Update variable comparison to take datasets

This is needed if we are translating dimension and variable names between native model names and common Polaris names.
E3SM-Project · Dec 5, 2024 · 73eeb9f · 73eeb9f
1 parent 224658a
commit 73eeb9f
Showing 1 changed file with 41 additions and 16 deletions.
diff --git a/polaris/validate.py b/polaris/validate.py
@@ -5,7 +5,8 @@
 
 
 def compare_variables(variables, filename1, filename2, logger, l1_norm=0.0,
-                      l2_norm=0.0, linf_norm=0.0, quiet=True):
+                      l2_norm=0.0, linf_norm=0.0, quiet=True, ds1=None,
+                      ds2=None):
     """
     compare variables in the two files
 
@@ -49,6 +50,16 @@ def compare_variables(variables, filename1, filename2, logger, l1_norm=0.0,
         comparison is made.  This is generally desirable when using nonzero
         norm tolerance values.
 
+    ds1 : xarray.Dataset, optional
+        A dataset loaded from filename1.  This may save time if the dataset is
+        already loaded and allows for calculations to be performed or variables
+        to be renamed if necessary.
+
+    ds2 : xarray.Dataset, optional
+        A dataset loaded from filename2.  This may save time if the dataset is
+        already loaded and allows for calculations to be performed or variables
+        to be renamed if necessary.
+
     Returns
     -------
     all_pass : bool
@@ -61,18 +72,16 @@ def compare_variables(variables, filename1, filename2, logger, l1_norm=0.0,
             logger.error(f'File {filename} does not exist.')
             return False
 
-    ds1 = xr.open_dataset(filename1)
-    ds2 = xr.open_dataset(filename2)
+    if ds1 is None:
+        ds1 = xr.open_dataset(filename1)
+
+    if ds2 is None:
+        ds2 = xr.open_dataset(filename2)
 
     all_pass = True
 
     for variable in variables:
-        all_found = True
-        for ds, filename in [(ds1, filename1), (ds2, filename2)]:
-            if variable not in ds:
-                logger.error(f'Variable {variable} not in {filename}.')
-                all_found = False
-        if not all_found:
+        if not _all_found(ds1, filename1, ds2, filename2, variable, logger):
             all_pass = False
             continue
 
@@ -85,13 +94,8 @@ def compare_variables(variables, filename1, filename2, logger, l1_norm=0.0,
             all_pass = False
             continue
 
-        all_match = True
-        for dim in da1.sizes:
-            if da1.sizes[dim] != da2.sizes[dim]:
-                logger.error(f"Field sizes for variable {variable} don't "

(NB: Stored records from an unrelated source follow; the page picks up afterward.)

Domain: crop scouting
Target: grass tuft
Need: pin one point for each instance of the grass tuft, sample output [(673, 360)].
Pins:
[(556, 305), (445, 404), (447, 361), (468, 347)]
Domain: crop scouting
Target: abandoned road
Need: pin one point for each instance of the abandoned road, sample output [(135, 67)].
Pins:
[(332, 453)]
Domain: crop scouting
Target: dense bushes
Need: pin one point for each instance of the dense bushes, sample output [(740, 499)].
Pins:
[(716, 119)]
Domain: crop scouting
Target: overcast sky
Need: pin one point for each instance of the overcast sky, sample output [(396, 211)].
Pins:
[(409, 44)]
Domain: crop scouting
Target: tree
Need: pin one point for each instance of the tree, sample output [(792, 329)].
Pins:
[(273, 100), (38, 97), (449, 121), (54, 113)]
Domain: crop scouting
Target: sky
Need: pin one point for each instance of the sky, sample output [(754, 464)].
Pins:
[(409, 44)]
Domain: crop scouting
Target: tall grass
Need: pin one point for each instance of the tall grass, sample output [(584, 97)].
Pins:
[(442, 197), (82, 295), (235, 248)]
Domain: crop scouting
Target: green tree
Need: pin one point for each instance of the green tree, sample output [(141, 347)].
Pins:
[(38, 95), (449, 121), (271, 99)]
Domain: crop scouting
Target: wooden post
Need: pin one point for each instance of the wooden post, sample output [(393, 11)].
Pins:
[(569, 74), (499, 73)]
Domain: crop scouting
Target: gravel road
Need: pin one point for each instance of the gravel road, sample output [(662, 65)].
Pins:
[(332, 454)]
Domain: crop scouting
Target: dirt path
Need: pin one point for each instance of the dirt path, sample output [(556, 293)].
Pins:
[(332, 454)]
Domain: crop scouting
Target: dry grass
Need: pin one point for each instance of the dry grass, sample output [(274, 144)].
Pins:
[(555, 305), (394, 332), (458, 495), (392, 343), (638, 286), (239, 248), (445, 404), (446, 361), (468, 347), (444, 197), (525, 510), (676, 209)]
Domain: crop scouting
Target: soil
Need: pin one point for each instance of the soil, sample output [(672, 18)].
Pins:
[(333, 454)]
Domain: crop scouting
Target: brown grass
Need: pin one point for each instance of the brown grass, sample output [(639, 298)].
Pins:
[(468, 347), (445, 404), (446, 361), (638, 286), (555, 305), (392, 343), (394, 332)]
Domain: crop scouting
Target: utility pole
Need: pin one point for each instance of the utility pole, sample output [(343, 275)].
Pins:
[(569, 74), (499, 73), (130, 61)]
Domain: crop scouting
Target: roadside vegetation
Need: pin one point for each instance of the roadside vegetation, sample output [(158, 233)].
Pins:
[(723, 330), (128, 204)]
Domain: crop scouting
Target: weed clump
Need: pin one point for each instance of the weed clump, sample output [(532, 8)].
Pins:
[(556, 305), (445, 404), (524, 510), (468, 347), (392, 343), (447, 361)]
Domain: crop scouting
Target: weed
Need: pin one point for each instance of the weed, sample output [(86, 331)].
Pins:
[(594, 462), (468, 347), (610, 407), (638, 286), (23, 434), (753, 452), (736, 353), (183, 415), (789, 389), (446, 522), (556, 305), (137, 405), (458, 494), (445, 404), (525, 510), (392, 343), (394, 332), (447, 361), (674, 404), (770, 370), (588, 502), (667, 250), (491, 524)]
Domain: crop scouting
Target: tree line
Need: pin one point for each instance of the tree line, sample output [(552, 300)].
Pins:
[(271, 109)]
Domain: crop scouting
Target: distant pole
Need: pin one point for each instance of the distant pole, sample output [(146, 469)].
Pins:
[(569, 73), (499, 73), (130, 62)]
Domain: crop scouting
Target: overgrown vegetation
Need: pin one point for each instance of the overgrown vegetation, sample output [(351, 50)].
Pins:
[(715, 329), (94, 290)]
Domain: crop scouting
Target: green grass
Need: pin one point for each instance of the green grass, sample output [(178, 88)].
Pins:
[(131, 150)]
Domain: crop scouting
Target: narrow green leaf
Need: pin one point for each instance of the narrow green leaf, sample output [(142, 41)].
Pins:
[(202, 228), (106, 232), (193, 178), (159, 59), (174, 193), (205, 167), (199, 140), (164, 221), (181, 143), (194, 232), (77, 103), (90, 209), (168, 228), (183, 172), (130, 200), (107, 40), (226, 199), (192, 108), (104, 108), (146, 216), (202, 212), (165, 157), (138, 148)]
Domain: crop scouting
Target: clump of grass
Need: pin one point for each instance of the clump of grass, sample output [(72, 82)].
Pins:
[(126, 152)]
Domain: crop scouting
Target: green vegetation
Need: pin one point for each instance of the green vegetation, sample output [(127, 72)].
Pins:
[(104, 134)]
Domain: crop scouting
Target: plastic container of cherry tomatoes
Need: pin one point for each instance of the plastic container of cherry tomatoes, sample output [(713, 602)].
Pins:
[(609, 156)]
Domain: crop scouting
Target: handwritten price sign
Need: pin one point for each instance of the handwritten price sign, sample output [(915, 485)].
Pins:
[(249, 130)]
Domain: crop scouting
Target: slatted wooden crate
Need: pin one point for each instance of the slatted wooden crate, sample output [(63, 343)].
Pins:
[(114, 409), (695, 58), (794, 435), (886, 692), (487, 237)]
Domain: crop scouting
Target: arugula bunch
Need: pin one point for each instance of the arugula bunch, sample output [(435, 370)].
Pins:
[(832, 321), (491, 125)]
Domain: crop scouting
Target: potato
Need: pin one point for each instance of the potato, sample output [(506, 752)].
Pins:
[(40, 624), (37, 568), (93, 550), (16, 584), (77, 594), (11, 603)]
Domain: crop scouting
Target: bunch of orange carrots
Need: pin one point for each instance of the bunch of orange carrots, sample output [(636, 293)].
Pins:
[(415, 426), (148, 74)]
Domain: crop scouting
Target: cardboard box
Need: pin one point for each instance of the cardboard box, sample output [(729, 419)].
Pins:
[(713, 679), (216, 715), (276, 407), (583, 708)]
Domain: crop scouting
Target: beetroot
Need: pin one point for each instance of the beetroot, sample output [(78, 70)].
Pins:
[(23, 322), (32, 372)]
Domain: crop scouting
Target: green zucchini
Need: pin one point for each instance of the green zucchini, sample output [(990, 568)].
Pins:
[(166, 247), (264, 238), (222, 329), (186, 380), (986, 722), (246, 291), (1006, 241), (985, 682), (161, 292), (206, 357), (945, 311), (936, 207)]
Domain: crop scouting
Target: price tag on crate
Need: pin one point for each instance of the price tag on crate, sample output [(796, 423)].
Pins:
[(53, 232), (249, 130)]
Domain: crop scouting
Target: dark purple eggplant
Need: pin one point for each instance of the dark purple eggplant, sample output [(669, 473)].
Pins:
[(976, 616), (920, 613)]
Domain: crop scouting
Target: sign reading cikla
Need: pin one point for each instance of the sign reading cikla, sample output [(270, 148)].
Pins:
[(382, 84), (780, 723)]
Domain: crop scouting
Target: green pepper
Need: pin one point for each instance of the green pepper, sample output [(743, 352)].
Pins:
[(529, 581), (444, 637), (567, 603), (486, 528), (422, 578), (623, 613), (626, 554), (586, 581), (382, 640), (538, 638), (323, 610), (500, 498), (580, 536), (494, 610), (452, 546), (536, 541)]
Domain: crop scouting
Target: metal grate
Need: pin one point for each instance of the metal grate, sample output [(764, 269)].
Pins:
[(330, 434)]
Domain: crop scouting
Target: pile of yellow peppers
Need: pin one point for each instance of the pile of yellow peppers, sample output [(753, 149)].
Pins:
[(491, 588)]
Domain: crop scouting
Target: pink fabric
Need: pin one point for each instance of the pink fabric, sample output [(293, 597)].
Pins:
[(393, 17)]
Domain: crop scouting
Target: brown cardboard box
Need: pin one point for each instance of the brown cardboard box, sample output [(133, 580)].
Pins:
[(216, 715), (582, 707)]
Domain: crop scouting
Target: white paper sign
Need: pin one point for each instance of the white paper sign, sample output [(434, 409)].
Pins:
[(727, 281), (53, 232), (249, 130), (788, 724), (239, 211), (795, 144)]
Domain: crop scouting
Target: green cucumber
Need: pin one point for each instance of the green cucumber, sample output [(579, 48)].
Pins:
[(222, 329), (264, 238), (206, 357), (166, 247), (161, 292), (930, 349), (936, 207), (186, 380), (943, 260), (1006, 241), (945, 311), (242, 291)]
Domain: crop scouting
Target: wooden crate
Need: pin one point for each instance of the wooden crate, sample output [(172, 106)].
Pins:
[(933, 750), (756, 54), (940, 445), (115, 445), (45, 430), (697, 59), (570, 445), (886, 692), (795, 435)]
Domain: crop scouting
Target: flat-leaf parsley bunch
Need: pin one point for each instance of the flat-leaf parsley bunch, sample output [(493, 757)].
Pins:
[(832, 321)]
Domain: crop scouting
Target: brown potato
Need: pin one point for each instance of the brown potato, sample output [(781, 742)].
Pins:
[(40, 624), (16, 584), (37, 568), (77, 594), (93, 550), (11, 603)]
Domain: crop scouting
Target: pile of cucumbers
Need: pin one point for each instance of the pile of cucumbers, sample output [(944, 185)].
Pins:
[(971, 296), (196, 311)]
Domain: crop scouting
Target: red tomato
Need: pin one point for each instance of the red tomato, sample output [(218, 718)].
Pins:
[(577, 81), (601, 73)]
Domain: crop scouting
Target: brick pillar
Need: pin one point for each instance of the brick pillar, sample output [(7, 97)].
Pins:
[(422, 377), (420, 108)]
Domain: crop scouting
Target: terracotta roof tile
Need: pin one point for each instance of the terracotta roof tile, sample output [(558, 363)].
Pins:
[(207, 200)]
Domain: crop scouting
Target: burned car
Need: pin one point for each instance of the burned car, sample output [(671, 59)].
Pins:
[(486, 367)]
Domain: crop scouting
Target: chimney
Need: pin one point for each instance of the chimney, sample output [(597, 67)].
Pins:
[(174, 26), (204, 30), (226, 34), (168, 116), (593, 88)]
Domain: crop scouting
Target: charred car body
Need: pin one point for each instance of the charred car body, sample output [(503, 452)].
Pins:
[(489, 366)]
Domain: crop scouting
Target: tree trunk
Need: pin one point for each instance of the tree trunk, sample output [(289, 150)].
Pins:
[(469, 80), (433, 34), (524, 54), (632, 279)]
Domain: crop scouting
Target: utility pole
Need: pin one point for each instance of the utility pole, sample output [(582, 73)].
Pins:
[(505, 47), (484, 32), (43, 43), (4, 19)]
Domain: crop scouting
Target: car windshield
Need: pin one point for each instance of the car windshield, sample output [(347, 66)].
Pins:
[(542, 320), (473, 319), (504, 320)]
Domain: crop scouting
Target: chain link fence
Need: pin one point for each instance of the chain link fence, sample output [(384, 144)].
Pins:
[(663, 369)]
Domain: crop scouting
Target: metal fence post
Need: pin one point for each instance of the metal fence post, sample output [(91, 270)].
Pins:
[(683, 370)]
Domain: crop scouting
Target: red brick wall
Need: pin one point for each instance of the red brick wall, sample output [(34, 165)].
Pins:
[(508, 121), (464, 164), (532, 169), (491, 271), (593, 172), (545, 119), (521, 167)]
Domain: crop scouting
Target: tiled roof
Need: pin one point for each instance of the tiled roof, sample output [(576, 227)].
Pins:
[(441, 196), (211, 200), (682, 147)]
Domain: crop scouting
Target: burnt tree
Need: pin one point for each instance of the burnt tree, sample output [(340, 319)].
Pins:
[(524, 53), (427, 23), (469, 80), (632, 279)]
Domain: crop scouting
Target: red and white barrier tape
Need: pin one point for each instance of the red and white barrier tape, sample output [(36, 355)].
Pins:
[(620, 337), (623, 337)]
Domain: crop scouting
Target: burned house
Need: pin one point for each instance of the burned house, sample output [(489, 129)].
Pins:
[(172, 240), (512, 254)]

-                             f"match files {filename1} and {filename2}.")
-                all_match = False
-        if not all_match:
+        if not _all_sizes_match(da1, filename1, da2, filename2, variable,
+                                logger):
             all_pass = False
             continue
 
@@ -139,6 +143,27 @@ def compare_variables(variables, filename1, filename2, logger, l1_norm=0.0,
     return all_pass
 
 
+def _all_found(ds1, filename1, ds2, filename2, variable, logger):
+    """ Is the variable found in both datasets? """
+    all_found = True
+    for ds, filename in [(ds1, filename1), (ds2, filename2)]:
+        if variable not in ds:
+            logger.error(f'Variable {variable} not in {filename}.')
+            all_found = False
+    return all_found
+
+
+def _all_sizes_match(da1, filename1, da2, filename2, variable, logger):
+    """ Do all dimension sizes match between the two variables? """
+    all_match = True
+    for dim in da1.sizes:
+        if da1.sizes[dim] != da2.sizes[dim]:
+            logger.error(f"Field sizes for variable {variable} don't "
+                         f"match files {filename1} and {filename2}.")
+            all_match = False
+    return all_match
+
+
 def _compute_norms(da1, da2, quiet, max_l1_norm, max_l2_norm, max_linf_norm,
                    time_index=None):
     """ Compute norms between variables in two DataArrays """